Este livro é o primeiro romance de Fante. Aqui já vai aparecer o personagem Arturo Bandini, que estará em formação, tanto pelo que ele está passando (aquela coisa chamada adolescência) quanto pelos contornos dados por Fante. Bandini vai se caracterizar como um sujeito que busca construir seus próprios conceitos, feito um Raskolnikov nos EUA durante os anos de 1930 ou começo de 1940. O interessante aqui neste livro é que o personagem se vê como um grande gênio ainda não descoberto, algo semelhante ao que vamos encontrar no “1933 foi um ano ruim”. Só que aqui em vez de ser um personagem esforçado e com uma incerteza dramática, ele se mostrará em algumas vezes cômico, porém muito esperto.

Não conheço muito bem a literatura estadounidense dos anos 1930, mas pelo que imagino das leituras que tive de Fante, este autor se coloca apresentando questões extremamente complicadas (por serem tabu) durante a época, especialmente nos EUA, país que não consigo deixar de ver como extremamente conservador. Por isso Fante se mostra tão original, pois revela um outro lado dos EUA que não é a corrida do ouro ou os imigrantes que trabalhando muito conseguem “vencer na vida”, que de alguma forma está inscrito em Godfather, onde temos a célebre frase, são só negócios.

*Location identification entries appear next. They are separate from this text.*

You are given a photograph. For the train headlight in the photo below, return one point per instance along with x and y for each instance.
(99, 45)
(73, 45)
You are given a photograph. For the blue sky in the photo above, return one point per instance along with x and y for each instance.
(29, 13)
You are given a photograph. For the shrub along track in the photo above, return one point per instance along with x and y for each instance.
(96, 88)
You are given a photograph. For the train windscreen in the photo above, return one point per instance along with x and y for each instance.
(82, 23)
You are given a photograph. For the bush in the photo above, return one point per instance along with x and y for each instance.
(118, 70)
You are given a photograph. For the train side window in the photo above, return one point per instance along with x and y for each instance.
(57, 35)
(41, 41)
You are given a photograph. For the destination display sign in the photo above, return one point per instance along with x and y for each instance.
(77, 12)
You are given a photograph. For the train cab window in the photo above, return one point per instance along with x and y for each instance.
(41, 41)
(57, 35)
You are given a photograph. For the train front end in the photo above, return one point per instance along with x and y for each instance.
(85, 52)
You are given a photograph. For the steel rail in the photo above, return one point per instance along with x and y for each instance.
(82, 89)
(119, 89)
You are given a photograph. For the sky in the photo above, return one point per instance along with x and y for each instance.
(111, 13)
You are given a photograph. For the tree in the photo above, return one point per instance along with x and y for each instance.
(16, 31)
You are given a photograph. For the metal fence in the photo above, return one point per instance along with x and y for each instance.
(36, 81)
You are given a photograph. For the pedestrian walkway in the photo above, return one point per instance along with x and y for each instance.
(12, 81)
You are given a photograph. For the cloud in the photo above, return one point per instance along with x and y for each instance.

Outro ponto que me parece mais forte neste livro do que nos outros que li (Sonhos de Bunkerhill e 1933 foi um ano ruim) é o mundo do trabalho. Elemento que depois será fortíssimo em Bukowski – vide o romance Factótum. Para quem leu o livro e talvez não saiba, ele vai mostrar qual já era o destino dos imigrantes nos EUA de então, fazer um serviço desagradável que ninguém quer fazer, limpar peixe por exemplo, como é bem ilustrado pelo menino no começo de Cidade de Deus. É bom lembrar que até pouco depois do fim da segunda guerra mundial, as Filipinas eram uma colônia dos EUA e Porto Rico ainda o é. Aqui vamos ter um novo contexto sobre a imigração que diferentemente do primeiro momento que se consistia em matar todos os índios e construir uma nova Europa, vai demonstrar uma busca mão de obra barata.

Num ponto creio que muita gente já se identificou frente ao Arturo Bandini descrito no livro, ele sente que está perdendo muito tempo naquela fábrica e aturando sua família por nada, que aquele seu tio não tem capacidade para entendê-lo pois não passa de um bronco, tudo que ele quer saber é de trabalho, como se isto fosse um remédio para curar todos os males do Homem. E ai fica demonstrada a força de Bandini em negar isto e buscar outro caminho.